Mohamed R. Shoaib scite author profile

This article is mainly concerned with COVID-19 diagnosis from X-ray images. The number of cases infected with COVID-19 is increasing daily, and there is a limitation in the number of test kits needed in hospitals. Therefore, there is an imperative need to implement an efficient automatic diagnosis system to alleviate COVID-19 spreading among people. This article presents a discussion of the utilization of convolutional neural network (CNN) models with different learning strategies for automatic COVID-19 diagnosis. First, we consider the CNN-based transfer learning approach for automatic diagnosis of COVID-19 from X-ray images with different training and testing ratios. Different pre-trained deep learning models in addition to a transfer learning model are considered and compared for the task of COVID-19 detection from X-ray images.

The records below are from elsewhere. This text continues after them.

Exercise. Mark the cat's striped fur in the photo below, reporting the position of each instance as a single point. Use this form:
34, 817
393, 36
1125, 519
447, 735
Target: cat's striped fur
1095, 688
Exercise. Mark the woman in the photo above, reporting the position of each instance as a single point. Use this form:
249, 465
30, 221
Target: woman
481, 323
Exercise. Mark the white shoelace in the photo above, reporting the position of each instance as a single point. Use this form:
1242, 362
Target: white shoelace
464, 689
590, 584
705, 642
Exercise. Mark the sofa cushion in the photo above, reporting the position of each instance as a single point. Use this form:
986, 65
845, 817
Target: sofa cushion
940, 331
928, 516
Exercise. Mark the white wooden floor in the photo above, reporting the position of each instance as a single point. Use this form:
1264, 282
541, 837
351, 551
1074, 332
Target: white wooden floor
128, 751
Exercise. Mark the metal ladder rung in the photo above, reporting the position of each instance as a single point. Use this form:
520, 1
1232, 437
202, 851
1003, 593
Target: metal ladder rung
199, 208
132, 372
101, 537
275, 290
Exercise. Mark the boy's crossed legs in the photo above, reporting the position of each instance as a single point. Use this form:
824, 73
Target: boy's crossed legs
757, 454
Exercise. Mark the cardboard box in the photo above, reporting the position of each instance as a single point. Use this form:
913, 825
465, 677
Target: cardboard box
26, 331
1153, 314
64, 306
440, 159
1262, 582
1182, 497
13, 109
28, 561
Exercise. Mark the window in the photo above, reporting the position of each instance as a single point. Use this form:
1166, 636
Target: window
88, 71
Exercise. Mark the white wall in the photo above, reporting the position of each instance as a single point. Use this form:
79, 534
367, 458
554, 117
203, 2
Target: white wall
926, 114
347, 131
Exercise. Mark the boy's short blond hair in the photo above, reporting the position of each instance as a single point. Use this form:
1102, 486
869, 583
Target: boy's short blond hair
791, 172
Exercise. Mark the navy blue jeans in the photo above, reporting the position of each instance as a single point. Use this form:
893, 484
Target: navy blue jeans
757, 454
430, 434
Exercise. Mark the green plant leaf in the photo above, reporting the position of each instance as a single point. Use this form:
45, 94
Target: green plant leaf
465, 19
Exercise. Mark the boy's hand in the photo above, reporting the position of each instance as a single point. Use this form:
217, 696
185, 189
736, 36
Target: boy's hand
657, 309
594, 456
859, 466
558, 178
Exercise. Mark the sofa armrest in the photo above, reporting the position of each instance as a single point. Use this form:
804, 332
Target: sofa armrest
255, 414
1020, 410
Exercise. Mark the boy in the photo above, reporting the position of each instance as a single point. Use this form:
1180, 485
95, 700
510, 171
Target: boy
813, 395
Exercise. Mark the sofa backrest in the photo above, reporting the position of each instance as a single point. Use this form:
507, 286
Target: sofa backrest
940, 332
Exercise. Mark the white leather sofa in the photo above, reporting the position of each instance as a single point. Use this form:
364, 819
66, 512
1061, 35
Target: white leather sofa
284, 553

Confusion matrices of these studied models are presented and analyzed. Considering the performance results obtained, ResNet models (ResNet18, ResNet50, and ResNet101) provide the highest classification accuracy on the two considered datasets with different training and testing ratios, namely 80/20, 70/30, 60/40, and 50/50. The accuracies obtained using the first dataset with 70/30 training and testing ratio are 97.67%, 98.81%, and 100% for ResNet18, ResNet50, and ResNet101, respectively. For the second dataset, the reported accuracies are 99%, 99.12%, and 99.29% for ResNet18, ResNet50, and ResNet101, respectively. The second approach is the training of a proposed CNN model from scratch. The results confirm that training of the CNN from scratch can lead to the identification of the signs of COVID-19 disease.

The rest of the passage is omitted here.